Elucidating the role of DEPDC1B in melanoma development and metastasis

Abstract

Melanoma is considered the most malignant skin cancers because of its aggressiveness, therapeutic resistance, and metastasis as a late manifestation. The ineffectiveness of the current treatment regimen prompts us to identify new druggable targets in governing the systemic spread of melanoma. DEPDC1B has been shown to orchestrate oncogenic events in several cancer types, yet its roles in melanoma are not fully revealed. Analysis of the TCGA database reveals higher level of DEPDC1B expression is accompanied with lower survival rate of patients with skin cutaneous melanoma. In vitro functional assays including AlamarBlue, colony formation and trans-well invasion demonstrate that DEPDC1B functions as an oncogene in promoting melanoma proliferation and invasion.

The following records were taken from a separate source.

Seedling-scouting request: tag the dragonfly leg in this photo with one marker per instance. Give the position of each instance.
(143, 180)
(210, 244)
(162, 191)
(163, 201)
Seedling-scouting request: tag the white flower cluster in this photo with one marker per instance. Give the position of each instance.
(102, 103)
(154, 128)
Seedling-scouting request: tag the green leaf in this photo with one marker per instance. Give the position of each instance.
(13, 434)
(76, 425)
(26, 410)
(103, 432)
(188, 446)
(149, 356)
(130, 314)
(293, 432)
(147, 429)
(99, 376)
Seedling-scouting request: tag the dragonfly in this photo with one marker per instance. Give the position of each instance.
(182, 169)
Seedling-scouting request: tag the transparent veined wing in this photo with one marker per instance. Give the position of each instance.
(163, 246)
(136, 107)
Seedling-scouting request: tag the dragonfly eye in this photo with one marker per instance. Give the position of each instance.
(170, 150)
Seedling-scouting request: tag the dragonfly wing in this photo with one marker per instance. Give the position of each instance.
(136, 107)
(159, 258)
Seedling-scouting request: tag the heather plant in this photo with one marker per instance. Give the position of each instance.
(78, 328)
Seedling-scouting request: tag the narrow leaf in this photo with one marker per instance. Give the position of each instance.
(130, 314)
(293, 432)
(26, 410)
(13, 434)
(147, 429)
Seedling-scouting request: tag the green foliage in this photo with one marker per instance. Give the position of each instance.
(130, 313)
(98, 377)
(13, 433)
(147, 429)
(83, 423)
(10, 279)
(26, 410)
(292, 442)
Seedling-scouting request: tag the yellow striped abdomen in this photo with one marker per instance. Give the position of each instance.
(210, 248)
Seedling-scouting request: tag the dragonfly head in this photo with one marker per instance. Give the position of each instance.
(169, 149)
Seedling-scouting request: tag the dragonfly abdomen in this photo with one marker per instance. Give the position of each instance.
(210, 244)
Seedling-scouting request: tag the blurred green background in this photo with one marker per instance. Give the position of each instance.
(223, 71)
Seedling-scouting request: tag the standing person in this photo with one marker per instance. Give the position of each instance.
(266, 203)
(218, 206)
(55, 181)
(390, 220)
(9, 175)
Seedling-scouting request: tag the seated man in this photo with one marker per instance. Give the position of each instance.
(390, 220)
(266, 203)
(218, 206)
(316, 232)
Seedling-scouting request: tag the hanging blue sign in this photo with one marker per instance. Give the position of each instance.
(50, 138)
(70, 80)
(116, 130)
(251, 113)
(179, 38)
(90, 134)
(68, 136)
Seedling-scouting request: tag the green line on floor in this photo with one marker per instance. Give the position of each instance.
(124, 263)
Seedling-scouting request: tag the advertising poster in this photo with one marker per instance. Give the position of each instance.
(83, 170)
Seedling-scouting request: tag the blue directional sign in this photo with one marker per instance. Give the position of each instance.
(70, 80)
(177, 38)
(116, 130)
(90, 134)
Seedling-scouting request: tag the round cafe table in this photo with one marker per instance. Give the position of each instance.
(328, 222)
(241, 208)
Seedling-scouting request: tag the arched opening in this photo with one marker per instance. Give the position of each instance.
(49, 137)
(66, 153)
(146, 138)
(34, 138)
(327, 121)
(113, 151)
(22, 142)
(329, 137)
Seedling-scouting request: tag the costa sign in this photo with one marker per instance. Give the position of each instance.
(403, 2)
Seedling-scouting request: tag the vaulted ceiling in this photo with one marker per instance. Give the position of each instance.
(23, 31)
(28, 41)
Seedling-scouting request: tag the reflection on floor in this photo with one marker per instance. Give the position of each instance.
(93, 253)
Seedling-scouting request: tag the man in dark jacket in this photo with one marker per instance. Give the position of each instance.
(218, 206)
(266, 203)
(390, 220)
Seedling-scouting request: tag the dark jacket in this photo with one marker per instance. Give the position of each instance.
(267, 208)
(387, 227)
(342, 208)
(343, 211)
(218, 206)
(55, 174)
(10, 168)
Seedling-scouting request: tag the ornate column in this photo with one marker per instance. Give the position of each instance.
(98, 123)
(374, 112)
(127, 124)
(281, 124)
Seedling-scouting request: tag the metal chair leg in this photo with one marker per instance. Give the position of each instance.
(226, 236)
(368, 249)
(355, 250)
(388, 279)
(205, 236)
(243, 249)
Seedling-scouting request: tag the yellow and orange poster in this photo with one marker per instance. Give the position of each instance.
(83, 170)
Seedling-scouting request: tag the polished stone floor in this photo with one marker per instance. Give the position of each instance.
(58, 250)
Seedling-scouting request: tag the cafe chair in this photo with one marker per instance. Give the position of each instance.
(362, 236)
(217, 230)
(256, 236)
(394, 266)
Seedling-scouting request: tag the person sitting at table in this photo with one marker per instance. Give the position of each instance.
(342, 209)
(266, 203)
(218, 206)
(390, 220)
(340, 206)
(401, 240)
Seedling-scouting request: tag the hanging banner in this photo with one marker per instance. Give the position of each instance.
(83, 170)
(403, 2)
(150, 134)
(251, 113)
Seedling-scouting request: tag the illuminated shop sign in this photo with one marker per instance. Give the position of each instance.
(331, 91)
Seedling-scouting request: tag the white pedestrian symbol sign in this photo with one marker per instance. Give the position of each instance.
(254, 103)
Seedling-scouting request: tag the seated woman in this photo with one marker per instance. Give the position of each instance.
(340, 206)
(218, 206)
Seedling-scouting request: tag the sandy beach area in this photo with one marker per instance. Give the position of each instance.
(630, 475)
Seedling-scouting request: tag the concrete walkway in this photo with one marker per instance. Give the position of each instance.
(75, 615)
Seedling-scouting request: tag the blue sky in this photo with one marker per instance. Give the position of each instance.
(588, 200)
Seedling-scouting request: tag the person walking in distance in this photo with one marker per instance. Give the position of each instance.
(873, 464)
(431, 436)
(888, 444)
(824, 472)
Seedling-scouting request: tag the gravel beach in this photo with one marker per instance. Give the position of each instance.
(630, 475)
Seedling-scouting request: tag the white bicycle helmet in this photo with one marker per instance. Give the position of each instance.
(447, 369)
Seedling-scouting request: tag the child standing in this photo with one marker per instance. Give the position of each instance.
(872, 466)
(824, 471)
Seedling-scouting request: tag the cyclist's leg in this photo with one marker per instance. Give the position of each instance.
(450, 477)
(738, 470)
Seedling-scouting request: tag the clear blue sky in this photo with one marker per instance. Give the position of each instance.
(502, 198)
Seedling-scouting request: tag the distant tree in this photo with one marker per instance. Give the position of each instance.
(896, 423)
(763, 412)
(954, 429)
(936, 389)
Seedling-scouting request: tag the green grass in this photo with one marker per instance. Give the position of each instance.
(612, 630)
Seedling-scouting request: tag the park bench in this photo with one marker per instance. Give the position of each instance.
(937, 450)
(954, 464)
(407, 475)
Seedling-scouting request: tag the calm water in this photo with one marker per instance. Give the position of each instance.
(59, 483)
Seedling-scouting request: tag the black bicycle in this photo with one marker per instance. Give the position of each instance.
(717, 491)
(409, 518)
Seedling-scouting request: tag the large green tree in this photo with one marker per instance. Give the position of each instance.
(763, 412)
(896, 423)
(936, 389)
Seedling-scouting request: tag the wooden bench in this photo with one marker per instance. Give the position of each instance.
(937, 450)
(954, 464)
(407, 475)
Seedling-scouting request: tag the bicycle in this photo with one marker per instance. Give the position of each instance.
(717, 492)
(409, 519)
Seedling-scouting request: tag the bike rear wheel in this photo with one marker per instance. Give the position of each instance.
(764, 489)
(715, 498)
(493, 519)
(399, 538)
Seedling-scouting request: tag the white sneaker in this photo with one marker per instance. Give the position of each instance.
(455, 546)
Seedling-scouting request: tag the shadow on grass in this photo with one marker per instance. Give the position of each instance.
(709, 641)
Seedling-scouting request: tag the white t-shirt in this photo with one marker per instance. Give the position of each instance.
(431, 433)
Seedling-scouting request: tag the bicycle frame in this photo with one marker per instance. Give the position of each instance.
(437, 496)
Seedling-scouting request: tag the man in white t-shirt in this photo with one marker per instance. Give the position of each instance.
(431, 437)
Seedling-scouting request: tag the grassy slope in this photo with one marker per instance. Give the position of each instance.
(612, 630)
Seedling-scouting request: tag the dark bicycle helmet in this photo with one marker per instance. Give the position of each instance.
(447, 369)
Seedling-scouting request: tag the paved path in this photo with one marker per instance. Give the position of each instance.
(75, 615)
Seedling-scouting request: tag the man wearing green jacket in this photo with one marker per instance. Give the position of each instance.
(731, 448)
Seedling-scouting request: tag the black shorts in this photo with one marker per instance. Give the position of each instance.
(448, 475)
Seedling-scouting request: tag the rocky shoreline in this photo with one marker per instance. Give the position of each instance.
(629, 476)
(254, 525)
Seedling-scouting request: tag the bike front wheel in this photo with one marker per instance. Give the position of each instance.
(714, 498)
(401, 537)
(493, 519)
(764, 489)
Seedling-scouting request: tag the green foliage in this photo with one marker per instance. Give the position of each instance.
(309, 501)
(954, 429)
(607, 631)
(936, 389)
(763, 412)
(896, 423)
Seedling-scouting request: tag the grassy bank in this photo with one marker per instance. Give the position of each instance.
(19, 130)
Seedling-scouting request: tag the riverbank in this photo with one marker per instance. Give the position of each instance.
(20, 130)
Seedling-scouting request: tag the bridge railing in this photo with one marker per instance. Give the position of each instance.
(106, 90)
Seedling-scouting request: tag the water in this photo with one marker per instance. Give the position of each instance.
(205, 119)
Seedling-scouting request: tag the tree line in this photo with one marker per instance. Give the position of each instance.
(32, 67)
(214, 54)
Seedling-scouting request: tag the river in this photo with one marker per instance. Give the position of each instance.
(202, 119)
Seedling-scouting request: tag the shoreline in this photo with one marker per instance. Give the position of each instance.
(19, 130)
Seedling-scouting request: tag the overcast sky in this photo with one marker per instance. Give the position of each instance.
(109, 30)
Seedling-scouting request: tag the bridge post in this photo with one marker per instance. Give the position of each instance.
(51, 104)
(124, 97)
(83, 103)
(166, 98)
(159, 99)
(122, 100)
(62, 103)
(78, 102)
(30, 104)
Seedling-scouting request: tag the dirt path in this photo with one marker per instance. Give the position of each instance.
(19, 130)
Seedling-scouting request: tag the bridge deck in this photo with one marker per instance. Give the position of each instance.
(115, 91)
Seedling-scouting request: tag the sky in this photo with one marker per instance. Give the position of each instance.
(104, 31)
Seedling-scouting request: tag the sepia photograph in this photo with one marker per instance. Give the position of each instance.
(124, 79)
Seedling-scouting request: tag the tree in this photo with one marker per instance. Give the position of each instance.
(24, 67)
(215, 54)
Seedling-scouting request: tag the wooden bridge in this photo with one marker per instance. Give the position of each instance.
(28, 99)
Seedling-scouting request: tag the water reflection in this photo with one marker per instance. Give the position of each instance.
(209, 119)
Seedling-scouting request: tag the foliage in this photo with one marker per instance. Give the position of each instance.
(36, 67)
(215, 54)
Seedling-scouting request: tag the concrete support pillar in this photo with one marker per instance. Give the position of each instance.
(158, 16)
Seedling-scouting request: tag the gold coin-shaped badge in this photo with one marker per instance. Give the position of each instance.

Consistently, mice xenograft and lung colonization assays further support the functional importance of DEPDC1B for melanoma tumorigenicity and metastasis. Moreover, conditioned medium from DEPDC1B overexpressing and knockdown cells promotes and reduces branching of HUVEC respectively. Altogether, the results obtained so far indicate that DEPDC1B is oncogenic in promoting melanoma growth and metastasis partly through regulating the secretion of pro-angiogenic factors to stimulate the branching or formation of blood vessels. Identification of pro-angiogenic factors and characterization of the oncogenic mechanisms by DEPDC1B in melanoma are currently ongoing.